睡在母亲铺好的床上,暖烘烘的,昏黄的小灯泡被一根细电线悬着,弥漫开来的是禁锢已久的往事。
我睡不着,下床来想找本书看看。
拉开抽屉,里面除了游泳香烟的空烟盒再就是破袜子之类,连个写了字的小纸片都找不到,哪里像自己家里,到处放的都是杂志报纸。我的视线落在了床底下,好像有个木箱,说不定里面能翻出几本小弟以前买的旧杂志什么的。
果真是一大箱的书本。不单有小弟的,就连我以前读初中的作文本也看到了。我有些兴奋,蹲下身,在暗暗的光线下细细翻阅着。
假如不回娘家,假如不睡在家里,假如不是睡不着觉,那么,可能一切都尘封在这口旧木箱里。

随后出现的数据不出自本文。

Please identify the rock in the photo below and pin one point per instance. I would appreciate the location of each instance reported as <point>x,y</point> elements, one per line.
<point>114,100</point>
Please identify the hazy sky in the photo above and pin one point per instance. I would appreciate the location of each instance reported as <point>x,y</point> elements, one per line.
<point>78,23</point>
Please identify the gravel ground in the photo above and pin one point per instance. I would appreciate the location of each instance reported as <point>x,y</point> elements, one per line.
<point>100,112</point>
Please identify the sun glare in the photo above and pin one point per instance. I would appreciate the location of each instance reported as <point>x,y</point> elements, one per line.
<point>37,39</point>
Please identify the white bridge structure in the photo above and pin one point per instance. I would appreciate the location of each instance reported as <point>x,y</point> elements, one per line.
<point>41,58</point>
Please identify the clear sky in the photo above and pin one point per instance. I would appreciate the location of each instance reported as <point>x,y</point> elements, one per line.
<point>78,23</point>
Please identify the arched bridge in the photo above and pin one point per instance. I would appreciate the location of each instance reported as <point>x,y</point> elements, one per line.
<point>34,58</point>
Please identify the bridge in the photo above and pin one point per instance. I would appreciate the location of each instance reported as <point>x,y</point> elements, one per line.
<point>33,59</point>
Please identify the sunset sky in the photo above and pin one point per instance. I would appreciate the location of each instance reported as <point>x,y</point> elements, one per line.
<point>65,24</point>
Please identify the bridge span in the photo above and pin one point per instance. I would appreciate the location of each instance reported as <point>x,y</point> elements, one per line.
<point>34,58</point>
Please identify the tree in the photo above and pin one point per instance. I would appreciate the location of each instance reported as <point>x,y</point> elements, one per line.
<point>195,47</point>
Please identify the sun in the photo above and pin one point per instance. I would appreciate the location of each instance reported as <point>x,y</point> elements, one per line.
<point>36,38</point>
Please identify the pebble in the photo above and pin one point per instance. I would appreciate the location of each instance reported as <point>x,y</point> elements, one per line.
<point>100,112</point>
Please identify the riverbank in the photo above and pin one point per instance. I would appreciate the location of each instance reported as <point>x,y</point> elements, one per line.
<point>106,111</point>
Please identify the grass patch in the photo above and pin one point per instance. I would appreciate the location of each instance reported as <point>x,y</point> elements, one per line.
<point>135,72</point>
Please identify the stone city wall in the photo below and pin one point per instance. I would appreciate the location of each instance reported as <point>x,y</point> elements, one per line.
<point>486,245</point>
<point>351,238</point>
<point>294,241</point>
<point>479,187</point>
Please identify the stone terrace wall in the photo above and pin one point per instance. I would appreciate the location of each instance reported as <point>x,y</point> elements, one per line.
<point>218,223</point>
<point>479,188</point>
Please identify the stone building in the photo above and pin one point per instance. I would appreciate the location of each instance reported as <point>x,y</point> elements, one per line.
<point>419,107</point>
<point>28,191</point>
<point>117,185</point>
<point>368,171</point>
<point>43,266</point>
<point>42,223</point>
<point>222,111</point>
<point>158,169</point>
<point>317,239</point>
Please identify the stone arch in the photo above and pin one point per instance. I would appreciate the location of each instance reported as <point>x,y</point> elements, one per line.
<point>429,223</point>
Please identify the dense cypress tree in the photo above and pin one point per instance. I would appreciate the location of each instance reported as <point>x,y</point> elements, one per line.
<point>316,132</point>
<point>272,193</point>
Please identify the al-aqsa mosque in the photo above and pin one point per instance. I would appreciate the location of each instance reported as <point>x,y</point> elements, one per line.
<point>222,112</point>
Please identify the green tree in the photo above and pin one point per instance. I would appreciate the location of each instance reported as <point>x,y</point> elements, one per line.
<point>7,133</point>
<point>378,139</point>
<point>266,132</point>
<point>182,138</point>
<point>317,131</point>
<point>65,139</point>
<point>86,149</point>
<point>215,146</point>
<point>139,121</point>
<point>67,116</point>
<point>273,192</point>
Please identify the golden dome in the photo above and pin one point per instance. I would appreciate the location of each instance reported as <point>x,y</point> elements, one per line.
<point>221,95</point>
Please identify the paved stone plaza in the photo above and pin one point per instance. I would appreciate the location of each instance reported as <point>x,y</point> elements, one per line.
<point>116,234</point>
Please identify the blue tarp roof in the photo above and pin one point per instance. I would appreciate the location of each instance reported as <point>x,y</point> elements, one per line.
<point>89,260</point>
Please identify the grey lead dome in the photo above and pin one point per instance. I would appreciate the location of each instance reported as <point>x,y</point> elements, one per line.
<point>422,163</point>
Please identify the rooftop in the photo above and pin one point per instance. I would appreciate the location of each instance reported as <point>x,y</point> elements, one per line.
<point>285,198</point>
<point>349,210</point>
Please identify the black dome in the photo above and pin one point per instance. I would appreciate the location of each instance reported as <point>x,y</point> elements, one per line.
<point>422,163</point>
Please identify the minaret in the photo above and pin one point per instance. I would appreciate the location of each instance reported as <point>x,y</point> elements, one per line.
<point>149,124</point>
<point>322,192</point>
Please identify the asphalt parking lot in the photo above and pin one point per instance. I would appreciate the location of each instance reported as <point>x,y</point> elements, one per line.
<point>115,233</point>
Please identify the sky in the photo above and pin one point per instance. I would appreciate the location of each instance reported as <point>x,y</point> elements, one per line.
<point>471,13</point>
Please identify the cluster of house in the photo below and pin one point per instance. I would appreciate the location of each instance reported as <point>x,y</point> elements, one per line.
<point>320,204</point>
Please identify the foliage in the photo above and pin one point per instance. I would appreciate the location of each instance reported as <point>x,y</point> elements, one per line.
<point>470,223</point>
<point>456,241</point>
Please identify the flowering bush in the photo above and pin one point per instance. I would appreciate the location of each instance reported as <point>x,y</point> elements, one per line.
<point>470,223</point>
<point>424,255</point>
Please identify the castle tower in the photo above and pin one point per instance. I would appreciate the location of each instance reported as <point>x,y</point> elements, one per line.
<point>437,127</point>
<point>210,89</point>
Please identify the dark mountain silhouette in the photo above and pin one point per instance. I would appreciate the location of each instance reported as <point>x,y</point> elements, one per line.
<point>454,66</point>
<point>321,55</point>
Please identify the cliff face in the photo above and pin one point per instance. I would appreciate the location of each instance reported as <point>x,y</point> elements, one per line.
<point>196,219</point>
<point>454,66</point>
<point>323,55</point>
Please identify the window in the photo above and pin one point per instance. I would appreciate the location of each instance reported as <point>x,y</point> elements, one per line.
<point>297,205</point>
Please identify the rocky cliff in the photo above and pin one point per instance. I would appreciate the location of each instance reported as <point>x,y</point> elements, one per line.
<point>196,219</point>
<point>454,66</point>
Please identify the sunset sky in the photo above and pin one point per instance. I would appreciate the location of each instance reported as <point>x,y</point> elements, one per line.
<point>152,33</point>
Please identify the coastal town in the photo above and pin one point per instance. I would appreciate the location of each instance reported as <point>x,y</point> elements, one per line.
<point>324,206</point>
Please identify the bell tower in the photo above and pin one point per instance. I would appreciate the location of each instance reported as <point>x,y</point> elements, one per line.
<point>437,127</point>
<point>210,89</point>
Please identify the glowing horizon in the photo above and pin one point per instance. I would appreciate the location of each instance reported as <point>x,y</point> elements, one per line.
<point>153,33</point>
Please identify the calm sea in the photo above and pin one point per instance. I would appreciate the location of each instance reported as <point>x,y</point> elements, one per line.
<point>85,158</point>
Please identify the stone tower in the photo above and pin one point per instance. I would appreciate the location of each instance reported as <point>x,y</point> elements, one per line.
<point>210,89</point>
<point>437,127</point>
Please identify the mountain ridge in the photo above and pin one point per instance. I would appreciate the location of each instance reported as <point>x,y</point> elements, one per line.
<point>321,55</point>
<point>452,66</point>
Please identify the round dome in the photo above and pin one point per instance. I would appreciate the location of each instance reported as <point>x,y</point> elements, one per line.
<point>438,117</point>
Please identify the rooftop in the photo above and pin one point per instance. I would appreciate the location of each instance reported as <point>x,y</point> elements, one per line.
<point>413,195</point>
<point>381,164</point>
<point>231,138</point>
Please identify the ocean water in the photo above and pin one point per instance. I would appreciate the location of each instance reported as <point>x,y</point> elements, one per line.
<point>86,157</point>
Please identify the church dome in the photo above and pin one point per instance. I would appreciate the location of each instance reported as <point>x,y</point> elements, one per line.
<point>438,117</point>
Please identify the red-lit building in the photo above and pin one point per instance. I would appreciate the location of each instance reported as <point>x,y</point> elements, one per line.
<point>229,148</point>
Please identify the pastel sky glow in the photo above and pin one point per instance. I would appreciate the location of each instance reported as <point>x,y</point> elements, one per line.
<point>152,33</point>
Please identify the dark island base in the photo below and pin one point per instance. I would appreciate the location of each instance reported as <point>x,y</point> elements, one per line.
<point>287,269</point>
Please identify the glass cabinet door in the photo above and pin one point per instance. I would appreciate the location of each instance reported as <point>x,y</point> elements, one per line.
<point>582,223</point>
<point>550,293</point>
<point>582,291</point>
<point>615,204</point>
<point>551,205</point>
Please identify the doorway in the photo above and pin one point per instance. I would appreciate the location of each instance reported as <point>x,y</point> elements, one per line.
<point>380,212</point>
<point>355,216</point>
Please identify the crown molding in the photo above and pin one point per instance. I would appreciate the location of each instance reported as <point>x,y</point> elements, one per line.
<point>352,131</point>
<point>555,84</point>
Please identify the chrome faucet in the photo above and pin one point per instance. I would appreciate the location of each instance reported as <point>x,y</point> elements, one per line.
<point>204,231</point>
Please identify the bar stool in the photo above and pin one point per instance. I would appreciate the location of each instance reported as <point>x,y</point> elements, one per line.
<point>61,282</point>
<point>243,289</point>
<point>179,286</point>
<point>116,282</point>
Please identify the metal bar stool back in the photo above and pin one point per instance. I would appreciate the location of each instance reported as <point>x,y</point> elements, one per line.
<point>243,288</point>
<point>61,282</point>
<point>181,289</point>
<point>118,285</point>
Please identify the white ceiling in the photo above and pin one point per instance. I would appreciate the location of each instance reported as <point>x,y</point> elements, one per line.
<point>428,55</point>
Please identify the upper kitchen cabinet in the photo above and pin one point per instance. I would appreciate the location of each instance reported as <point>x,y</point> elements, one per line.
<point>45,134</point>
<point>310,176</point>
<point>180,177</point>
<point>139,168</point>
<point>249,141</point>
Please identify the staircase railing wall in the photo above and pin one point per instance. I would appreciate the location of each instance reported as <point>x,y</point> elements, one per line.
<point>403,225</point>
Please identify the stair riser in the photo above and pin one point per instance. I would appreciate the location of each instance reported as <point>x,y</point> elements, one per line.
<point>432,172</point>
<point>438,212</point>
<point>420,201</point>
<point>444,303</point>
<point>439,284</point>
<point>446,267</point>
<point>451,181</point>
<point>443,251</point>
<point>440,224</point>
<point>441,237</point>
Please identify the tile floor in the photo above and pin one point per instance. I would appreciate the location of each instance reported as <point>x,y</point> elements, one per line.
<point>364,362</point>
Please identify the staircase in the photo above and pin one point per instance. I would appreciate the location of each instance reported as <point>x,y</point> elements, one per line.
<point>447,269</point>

我手中,紧紧攥着一大摞信,是钟新写给我的,从未开启过。
手微微颤抖起来,这些信,来自很久以前的年代,那个年代,我还是一名中学生,喜欢穿一件淡蓝色的连衣裙,成绩优异,明净的眼神如一泓清泉。
灯泡也许为我的颤抖而摇晃起来,是我感觉自己在摇晃,灯影里昏暗里是年少最真实最纯洁的情怀,我就像看一部黑白电影。
信纸上写着:
齐师莹同学你好:
我是钟新。你还记得这个名字吗?希望你还记得我。很抱歉,我不是伟人,但是,我希望你能记得我。